The book makes clear two further aspects of regulatory failure. The first is that the regulator, in this case the Union Cycliste Internationale, is a political organization subject to political pressure. Armstrong was actually “caught” twice in his career, once for the use of cortisone and another time for a suspicious EPO test, but by then Armstrong was “too big to fail”; the positive test results were simply ignored or rationalized. The second point is that the people in the business, the riders, knew exactly what was going on, just like the bankers, accountants and lawyers always do. But in the world of cycling, like in the world of banking, the code of omerta is very strong. Nobody has an incentive to break it and everyone has the ready-made excuse that, in any event, ONCE, Goldman, US Postal, Credit Suisse, etc. are all doing the same thing.
When reading The Secret Race, I was constantly reminded of No One Would Listen, the book about Harry Markopolis’ futile efforts to persuade the SEC to look seriously into Bernie Madoff’s flagrantly obvious Ponzi scheme. After reading this book, it is impossible to avoid the conclusion that the SEC is counter-productive: providing no real oversight itself and yet giving investors a false sense of security when caveat emptor should be their guiding rule.

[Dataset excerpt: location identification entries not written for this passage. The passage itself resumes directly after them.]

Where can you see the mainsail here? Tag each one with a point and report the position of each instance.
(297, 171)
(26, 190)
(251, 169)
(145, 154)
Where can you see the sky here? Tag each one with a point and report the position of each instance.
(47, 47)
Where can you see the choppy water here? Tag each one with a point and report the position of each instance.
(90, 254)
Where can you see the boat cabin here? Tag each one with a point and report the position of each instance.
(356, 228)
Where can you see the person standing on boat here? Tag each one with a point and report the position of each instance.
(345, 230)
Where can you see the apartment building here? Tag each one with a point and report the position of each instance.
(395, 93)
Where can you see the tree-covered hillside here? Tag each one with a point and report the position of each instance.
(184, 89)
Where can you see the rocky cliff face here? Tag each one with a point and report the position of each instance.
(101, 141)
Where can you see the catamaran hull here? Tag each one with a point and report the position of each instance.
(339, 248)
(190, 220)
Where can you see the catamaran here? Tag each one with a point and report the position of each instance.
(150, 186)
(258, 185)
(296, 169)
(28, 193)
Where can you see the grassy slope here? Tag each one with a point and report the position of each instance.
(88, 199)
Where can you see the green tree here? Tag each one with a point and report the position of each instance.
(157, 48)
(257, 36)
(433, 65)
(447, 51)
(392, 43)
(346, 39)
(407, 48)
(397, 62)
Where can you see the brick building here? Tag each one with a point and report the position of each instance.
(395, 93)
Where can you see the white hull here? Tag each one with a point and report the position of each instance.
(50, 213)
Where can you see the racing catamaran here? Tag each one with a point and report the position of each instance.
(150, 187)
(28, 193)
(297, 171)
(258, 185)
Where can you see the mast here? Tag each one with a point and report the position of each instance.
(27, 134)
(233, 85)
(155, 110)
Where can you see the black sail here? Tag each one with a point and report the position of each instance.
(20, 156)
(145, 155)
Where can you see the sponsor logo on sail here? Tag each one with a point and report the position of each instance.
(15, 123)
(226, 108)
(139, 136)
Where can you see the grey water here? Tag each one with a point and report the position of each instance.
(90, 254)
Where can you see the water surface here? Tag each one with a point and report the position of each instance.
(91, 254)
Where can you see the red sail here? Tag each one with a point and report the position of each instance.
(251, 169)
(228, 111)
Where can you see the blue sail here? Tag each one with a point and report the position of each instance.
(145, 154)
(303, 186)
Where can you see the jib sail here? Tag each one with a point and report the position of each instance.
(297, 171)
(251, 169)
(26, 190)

In my business, we are constantly in the process of writing contracts with our external partners. There are two ways we can write these contracts: we can attempt to legislate in minute detail for all situations or, alternatively, we can structure a deal where incentives are aligned and where the external partner wants to do the right thing. The first strategy is a recipe for disaster and an open invitation to “game” the system, and yet this is precisely the approach followed by most regulators. We need to learn the simple lesson that regulation should be targeted at a single objective: creating the proper incentives. Until we do this, the regulators will continue to shut a door, while the bankers and lawyers open two windows.